The Obama administration rejects this view. Justice Department lawyers insist that for purposes of establishing standing, the underlying “case” is a simple tax dispute between the United States and the plaintiff, Edith Windsor, who is seeking a $363,000 estate tax refund. Since the US government has still not cut a refund check for Windsor, the US still retains standing, government lawyers say.
As if this situation wasn’t complex enough, the high court has asked yet another lawyer, Harvard Law Professor Vicki Jackson, to argue the standing issue before the court from a perspective independent of any other parties. She maintains in her brief that neither the House Republican leadership nor the US government have standing to appeal the DOMA case.
If a majority of justices agree, it would mean that the court would lack the necessary jurisdiction to hear the appeal and decide whether DOMA is constitutional or not.
A similar “standing” issue arises in the Prop. 8 case, and many legal analysts say it is even thornier than in the DOMA case.

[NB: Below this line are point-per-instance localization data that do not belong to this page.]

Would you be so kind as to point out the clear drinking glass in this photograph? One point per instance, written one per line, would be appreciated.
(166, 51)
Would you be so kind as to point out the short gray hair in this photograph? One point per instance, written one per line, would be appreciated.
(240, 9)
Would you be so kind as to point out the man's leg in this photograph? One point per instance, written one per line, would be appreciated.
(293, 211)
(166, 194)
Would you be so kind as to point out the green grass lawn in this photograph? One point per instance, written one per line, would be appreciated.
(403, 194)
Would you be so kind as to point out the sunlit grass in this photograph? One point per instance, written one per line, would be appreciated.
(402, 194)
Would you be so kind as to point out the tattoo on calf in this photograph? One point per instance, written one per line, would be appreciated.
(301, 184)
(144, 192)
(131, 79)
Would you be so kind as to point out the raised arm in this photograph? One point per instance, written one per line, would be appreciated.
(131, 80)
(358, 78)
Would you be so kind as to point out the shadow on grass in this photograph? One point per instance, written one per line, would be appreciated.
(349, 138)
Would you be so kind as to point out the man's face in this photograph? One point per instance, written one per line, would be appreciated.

When California officials declined to defend the constitutionality of the ballot initiative, the trial judge allowed Prop. 8 organizers to defend the measure.
After the judge declared Prop. 8 unconstitutional, lawyers for the Prop. 8 organizers filed an appeal to the Ninth US Circuit Court of Appeals.
The appeals court questioned whether the Prop. 8 organizers had the necessary legal standing to appeal. The appeals judges cited a 1997 Supreme Court decision in which the court expressed “grave doubt” about whether proponents of a ballot initiative would have standing to defend its constitutionality.
The Ninth Circuit panel in the Prop. 8 case referred the issue to the California Supreme Court. That court ruled that when state officials refuse to defend a challenged ballot initiative, California law empowers the official proponents of a voter-approved initiative to stand in the shoes of government officials for purposes of defending the constitutionality of the initiative.
Opponents of Prop. 8 are urging the Supreme Court to reject the view of California’s high court and rule that the Prop. 8 organizers lack standing. If the high court agrees, the Ninth Circuit decision would be vacated and the case would end, with the justices bowing out of the controversy without ever addressing the broader constitutional issues.
The Prop. 8 case, Hollingsworth v. Perry (12-144), is set for oral argument on Tuesday morning. The DOMA case, US v. Windsor (12-307), will be heard Wednesday morning.
A decision is expected by late June.